I try SO HARD. I give everything that I do one hundred and twenty-one percent, but I feel like it’s getting me nowhere, I FEEL LIKE I’VE ACCOMPLISHED NOTHING.
It’s come to the point where I FEEL LIKE I CAN’T BREATHE without it feeling like a STAB in the part of my brain that’s supposed to be motivating me… a STAB of disappointment…
I wish I did more. I WISH I COULD DO MORE!

I just… I never really realized how truly mortal I was… how short my time is… how much I want it to mean something. And how much I’m just failing at every aspect of trying to be something bigger than myself.

I am inspired by many things, and now, I just want to be inspirational.

-Pancakebliss

Demon

If the road to hell is paved with good intentions

Then how do I know

If I’m the

Hero

or the

Villain

of my story.

~am I a demon

am I not the person, who I thought I was?

You and I

I wish these weren’t memories

I wish that these were real

Why are all these aching things

The only things I feel

 

I know that you’re a breath away

A heart beat’s reach from me

But it seems that lately you and I

Are as far as we can be

Haha, so WordPress.com just notified me that today’s our 3 year anniversary.
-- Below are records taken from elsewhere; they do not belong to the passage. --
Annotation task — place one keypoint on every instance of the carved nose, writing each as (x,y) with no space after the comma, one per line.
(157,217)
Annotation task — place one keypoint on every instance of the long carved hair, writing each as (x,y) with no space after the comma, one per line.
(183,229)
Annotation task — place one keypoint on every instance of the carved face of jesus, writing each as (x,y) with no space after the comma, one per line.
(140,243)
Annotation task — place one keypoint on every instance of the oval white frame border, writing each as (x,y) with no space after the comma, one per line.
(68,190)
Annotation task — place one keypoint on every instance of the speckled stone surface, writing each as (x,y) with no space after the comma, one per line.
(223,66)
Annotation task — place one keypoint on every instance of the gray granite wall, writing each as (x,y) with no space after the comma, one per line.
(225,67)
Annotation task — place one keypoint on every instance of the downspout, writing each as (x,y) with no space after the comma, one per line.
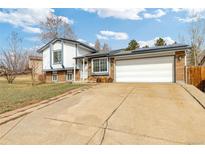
(185,59)
(62,53)
(74,70)
(51,46)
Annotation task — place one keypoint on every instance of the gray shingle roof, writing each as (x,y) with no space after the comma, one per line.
(121,52)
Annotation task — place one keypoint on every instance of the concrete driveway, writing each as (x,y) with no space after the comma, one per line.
(114,114)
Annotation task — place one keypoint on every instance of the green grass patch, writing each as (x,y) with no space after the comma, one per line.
(22,93)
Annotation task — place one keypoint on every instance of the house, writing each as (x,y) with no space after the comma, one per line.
(202,63)
(70,60)
(36,63)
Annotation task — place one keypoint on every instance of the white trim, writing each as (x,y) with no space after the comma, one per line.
(103,71)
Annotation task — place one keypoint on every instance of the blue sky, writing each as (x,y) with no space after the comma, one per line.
(114,26)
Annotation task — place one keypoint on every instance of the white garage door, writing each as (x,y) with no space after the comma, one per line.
(158,69)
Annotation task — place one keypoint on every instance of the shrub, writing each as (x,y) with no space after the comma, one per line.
(98,80)
(42,78)
(110,80)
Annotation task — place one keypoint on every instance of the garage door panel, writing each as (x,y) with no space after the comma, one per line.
(145,70)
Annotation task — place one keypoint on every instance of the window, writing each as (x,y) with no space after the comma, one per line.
(100,65)
(57,57)
(69,76)
(54,77)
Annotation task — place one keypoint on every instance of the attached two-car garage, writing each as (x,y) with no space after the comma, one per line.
(157,69)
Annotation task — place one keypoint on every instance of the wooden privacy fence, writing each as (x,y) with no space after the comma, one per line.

Well, I guess it’s a happy anniversary to you too, WordPress.

So much love,
Pancakebliss

To see me

To see you so broken
Flesh hanging loose
A shell of a human
beneath the rope noose

To see you so filthy
Dirt caking on
your baby pink skin
Your innocence gone

To see you so heartless
Your eyes cold as Jade
To see me and not know
the mess that you’ve made

To see me so withered
So desperately sad
And not be here with me
holding my hand

You are a monster
A cold-blooded ghost
If only you weren’t
whom I treasured most

~~

A Cyclops
I view you through my monocle
I see you
My mind is dead and body’s cold
I feel you
My ice cold fingers reaching far
I need you
No matter who the fuck you are

This desert
Drenched with shit and bloodied sweat
Is aching
It trembles with my dying breath
and I know
No matter where I’m standing now
There’s no hope
I’ll never find you in this crowd

And I’m here
I’ve never left this blackened hole
I’m charred
I see the faint wisps of my soul
I hear it
The beating wings of desert air
The deadness
Disembodied, cold despair

~~

Dear everyone,

I don’t think I’ve ever written a poem in this format before. It’s something different, and I think I really like it. I think that it’s still a bit rough, but it’s good enough for now. You have to read it out loud for full effect.